Mrs Snavely was 113 years and 140 days when she died at a nursing home in Syracuse, her hometown since leaving Ireland as a 19-year-old immigrant in 1921.
Born on February 16th, 1902, Kathleen Hayes Rollins Snavely was the 16th oldest person in the world at the time of her death and the sixth oldest in the United States.
A native of Feakle, Co Clare, she was listed on the 1911 Irish Census as an eight-year-old scholar. Her father Patrick (42) was described as an agricultural labourer and there were three other members at her family home: mother Ellen and her sisters Anna May (9) and Lena (1).
A successful businesswoman, she founded and ran a dairy in Syracuse with first husband Roxie Rollins. She outlived him by 47 years and her second husband Jesse Snavely by 27 years.
She also outlived some of her second husband’s children.
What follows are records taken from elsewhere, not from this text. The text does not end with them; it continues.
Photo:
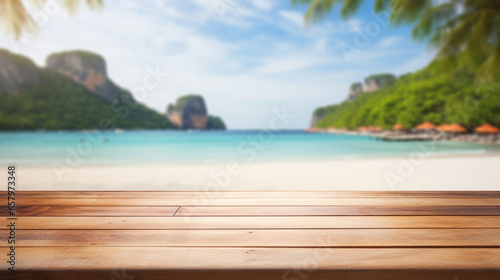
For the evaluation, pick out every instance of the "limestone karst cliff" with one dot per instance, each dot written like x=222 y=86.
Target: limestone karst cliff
x=72 y=93
x=88 y=69
x=16 y=73
x=190 y=112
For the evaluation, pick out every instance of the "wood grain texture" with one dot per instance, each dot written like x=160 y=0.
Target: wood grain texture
x=296 y=222
x=92 y=211
x=324 y=238
x=221 y=274
x=195 y=201
x=255 y=235
x=258 y=194
x=339 y=211
x=168 y=258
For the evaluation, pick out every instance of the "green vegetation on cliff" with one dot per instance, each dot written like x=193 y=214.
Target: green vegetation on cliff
x=427 y=95
x=58 y=103
x=215 y=123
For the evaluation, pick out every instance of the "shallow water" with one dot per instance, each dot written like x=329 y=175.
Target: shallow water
x=206 y=147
She had none of her own but had an extended close family.
"She was a pull-yourself-up person," her grandniece Donna Moore told The Irish Times. "She came over to a whole new world at 19 and left everything she knew and loved behind."
Asked about the secret of her aunt’s long life, Mrs Moore said: “Her spirit, hard word and two good loves - she two wonderful husbands, a wonderful family and maybe the occasional Manhattan.”
Kathleen arrived in New York on September 30th, 1921 on the ship, the Scythia, from Queenstown, now Cobh, in Co Cork, according to the immigration records at Ellis Island, then a hub for new emigrants.
Two world wars and 18 presidents
She married Mr Rollins, a young cook, in 1924 and they opened the Seneca Dairy in 1933 during the depths of the Great Depression. She lived through two world wars and 18 American presidents.
Mrs Moore said she and her husband Bruce met her grandaunt for the last time in April. Still business savvy at the age of 113, Mrs Snavely chided her grandniece for not selling another relative’s house more quickly to avoid the costs of holding on to the property.
“She yelled at me for not selling the house,” she said. “She always had a laugh.”
Her grandniece said that Mrs Snavely continued to check her financial statements on monthly visits from her lawyer right up to her death.
“She was a wonderful lady, sharp as a tack,” she said. “She was very quick-witted and a very nice, very caring person. Everybody liked her. She just had a way about her. It is the end of an era in our family.”